This article covers how to model AI SDK chat logs in Turso so they stay fast and cheap: scoping with embedded replicas and database-per-tenant, TTL with a `expires_at` column and a cron, and, the part people skip, drawing the line between ephemeral session state (Turso's job) and governed, versioned content (not Turso's job).

Scope every chat row, or leak across tenants

The first failure is structural. The AI SDK hands you a `messages` array per request; you persist it; the schema looks like `CREATE TABLE messages (id, session_id, role, content, created_at)`. Nothing in that schema knows which tenant or user the row belongs to. The first time you write a 'list my conversations' query, you join on `session_id`, and if a session ID ever gets reused, guessed, or logged somewhere, you've got cross-tenant reads.

Turso gives you two scoping tools and they solve different problems. For a SaaS with a bounded number of tenants, database-per-tenant is the cleanest isolation boundary: each org gets its own libSQL database, created on the fly with the Platform API, and there is no shared `messages` table to leak across. For a single multi-tenant database you scope at the row level and enforce it in every query, no exceptions, no convenience helpers that skip the filter.

The embedded-replica setup makes this cheap: your edge function holds a local SQLite file that syncs from the primary, so the scoped read happens locally at microsecond latency and you're not paying a network round-trip per sidebar render.

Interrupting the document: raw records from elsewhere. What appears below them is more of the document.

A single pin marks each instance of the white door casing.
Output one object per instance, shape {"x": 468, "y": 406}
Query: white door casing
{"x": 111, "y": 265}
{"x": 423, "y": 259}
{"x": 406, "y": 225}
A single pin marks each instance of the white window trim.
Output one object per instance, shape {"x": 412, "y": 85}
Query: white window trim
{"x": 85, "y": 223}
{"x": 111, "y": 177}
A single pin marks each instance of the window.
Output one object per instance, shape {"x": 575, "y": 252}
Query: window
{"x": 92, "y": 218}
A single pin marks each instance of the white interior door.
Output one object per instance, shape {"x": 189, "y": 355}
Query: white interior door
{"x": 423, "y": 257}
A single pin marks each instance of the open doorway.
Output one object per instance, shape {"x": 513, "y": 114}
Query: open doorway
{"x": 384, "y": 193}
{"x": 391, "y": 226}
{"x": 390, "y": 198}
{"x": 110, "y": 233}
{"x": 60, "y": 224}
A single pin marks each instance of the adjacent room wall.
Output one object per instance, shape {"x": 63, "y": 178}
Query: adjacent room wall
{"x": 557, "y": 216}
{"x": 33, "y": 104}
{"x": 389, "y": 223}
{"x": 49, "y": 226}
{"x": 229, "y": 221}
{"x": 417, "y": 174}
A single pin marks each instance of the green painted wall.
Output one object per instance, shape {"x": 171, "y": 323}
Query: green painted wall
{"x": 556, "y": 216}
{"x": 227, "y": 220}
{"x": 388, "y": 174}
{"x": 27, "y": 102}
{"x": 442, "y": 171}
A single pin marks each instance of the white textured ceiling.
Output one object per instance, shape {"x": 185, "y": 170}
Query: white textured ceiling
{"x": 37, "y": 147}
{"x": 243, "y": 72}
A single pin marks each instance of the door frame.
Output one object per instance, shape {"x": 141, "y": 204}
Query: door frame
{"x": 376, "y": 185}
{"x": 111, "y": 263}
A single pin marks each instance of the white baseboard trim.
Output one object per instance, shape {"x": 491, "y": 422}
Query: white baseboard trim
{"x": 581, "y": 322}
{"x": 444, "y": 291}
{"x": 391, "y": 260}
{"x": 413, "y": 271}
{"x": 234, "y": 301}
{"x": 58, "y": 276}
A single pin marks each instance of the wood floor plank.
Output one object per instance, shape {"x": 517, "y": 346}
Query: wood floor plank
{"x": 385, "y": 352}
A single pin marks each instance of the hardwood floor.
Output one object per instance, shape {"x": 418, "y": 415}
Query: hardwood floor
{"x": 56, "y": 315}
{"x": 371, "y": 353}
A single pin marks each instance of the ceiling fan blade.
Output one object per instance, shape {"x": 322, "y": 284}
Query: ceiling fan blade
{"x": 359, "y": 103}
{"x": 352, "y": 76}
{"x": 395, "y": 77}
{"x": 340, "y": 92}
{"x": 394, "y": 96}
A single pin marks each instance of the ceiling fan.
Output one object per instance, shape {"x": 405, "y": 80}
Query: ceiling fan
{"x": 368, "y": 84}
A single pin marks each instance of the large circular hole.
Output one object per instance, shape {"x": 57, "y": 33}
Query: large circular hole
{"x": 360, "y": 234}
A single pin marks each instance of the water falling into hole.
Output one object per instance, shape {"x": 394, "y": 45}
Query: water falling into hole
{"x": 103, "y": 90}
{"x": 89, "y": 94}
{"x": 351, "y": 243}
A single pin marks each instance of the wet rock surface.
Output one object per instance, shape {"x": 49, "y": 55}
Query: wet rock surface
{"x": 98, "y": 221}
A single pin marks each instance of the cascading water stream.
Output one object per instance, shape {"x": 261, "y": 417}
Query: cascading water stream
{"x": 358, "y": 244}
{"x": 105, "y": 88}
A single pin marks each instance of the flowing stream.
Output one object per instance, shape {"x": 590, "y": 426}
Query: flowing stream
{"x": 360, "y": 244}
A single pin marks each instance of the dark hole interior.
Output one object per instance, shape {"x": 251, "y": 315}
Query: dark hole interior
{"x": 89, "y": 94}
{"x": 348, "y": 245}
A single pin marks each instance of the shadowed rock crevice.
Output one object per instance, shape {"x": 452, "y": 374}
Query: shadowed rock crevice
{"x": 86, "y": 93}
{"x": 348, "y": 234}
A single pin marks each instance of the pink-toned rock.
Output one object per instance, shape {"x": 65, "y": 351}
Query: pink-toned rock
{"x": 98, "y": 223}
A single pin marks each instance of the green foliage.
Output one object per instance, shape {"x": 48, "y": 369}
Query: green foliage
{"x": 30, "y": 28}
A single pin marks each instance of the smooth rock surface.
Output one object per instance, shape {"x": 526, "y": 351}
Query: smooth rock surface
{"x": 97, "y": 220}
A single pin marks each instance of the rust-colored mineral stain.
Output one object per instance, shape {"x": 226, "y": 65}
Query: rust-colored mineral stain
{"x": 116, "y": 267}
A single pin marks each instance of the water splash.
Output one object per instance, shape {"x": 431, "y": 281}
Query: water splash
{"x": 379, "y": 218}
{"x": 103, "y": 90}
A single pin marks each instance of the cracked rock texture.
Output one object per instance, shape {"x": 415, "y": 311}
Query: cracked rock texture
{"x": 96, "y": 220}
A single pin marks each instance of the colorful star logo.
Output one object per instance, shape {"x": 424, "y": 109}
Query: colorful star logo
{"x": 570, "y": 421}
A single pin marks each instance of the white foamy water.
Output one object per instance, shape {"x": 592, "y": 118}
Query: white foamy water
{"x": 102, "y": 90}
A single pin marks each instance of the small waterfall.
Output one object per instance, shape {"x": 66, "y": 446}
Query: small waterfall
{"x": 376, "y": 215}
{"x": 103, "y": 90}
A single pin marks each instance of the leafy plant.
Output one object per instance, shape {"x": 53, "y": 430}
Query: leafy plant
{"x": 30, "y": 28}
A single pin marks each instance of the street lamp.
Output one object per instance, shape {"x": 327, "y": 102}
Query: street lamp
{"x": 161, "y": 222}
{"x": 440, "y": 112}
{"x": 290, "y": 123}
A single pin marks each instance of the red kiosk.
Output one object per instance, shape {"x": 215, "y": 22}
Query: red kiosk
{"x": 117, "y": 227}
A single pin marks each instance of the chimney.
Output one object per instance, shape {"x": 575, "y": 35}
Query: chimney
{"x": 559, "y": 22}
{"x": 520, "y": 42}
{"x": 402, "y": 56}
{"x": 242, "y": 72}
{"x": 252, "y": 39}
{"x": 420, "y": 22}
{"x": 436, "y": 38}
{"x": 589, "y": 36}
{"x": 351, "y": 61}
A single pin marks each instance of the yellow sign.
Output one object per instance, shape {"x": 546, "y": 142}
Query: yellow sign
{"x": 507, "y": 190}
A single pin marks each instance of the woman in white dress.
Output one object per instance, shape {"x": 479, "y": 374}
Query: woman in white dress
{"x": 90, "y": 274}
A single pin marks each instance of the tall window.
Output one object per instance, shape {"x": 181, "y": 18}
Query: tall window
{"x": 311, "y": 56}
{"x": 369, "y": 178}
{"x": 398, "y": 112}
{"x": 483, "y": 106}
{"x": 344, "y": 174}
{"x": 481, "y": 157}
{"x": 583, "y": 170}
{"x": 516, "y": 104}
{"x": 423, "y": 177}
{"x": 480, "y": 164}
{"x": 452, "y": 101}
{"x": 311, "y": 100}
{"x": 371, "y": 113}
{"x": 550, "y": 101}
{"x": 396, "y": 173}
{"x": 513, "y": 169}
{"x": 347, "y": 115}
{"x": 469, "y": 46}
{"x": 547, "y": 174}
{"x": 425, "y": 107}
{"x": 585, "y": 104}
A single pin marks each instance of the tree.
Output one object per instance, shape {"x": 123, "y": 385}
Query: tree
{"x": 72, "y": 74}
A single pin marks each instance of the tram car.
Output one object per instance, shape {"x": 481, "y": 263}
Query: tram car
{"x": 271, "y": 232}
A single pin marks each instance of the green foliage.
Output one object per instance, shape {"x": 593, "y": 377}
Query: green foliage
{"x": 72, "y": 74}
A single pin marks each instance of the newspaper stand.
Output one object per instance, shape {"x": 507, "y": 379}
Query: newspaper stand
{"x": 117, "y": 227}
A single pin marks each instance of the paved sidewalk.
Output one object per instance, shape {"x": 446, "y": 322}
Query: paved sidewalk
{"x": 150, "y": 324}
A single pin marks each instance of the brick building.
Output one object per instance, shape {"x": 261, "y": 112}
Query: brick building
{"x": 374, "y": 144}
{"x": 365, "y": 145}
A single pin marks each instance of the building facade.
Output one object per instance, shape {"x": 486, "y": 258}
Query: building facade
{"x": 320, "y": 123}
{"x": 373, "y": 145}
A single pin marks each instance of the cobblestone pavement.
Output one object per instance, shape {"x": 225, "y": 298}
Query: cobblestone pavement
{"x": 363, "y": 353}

The scope predicate still has to be there.

Scoped persistence with libSQL embedded replicas

import { createClient } from '@libsql/client';

const turso = createClient({
  url: 'file:local.db',
  syncUrl: process.env.TURSO_DATABASE_URL,
  authToken: process.env.TURSO_AUTH_TOKEN,
  syncInterval: 60,
});

// Every write carries org_id + user_id. No overloads that omit them.
export async function appendMessage(scope: {
  orgId: string;
  userId: string;
  sessionId: string;
}, role: 'user' | 'assistant', content: string) {
  await turso.execute({
    sql: `INSERT INTO messages (id, org_id, user_id, session_id, role, content, created_at, expires_at)
          VALUES (?, ?, ?, ?, ?, ?, unixepoch(), unixepoch() + 2592000)`,
    args: [crypto.randomUUID(), scope.orgId, scope.userId, scope.sessionId, role, content],
  });
}

// Reads ALWAYS filter org_id — this is the boundary.
export async function listSession(scope: { orgId: string; sessionId: string }) {
  const r = await turso.execute({
    sql: `SELECT role, content, created_at FROM messages
          WHERE org_id = ? AND session_id = ? ORDER BY created_at ASC`,
    args: [scope.orgId, scope.sessionId],
  });
  return r.rows;
}

Give logs a TTL, they are not your data warehouse

Chat logs grow without bound and nobody reads them after the session closes. Yet teams leave them in the primary database forever, and then the 40GB table shows up in every `EXPLAIN QUERY PLAN` and the sync payload to every embedded replica balloons. The fix is a TTL column and a sweep, boring, and it's the single highest-leverage thing you can do for a chat table.

Notice the `expires_at` column in the insert above: `unixepoch() + 2592000` is 30 days out. Storing it as an absolute expiry rather than computing it at read time means your sweep is a single indexed range delete, and your reads can transparently skip expired rows with `AND expires_at > unixepoch()` before the cron even runs. Build the index on `expires_at` so the delete is a range scan, not a full table scan.

Run the sweep on a schedule, a Vercel Cron, a Cloudflare Worker on a `scheduled` trigger, whatever you already have. Delete in batches so you don't lock the table or blow a single statement's row limit. If you need the logs for analytics, that's a separate export to object storage or a warehouse, not a reason to keep them hot in libSQL.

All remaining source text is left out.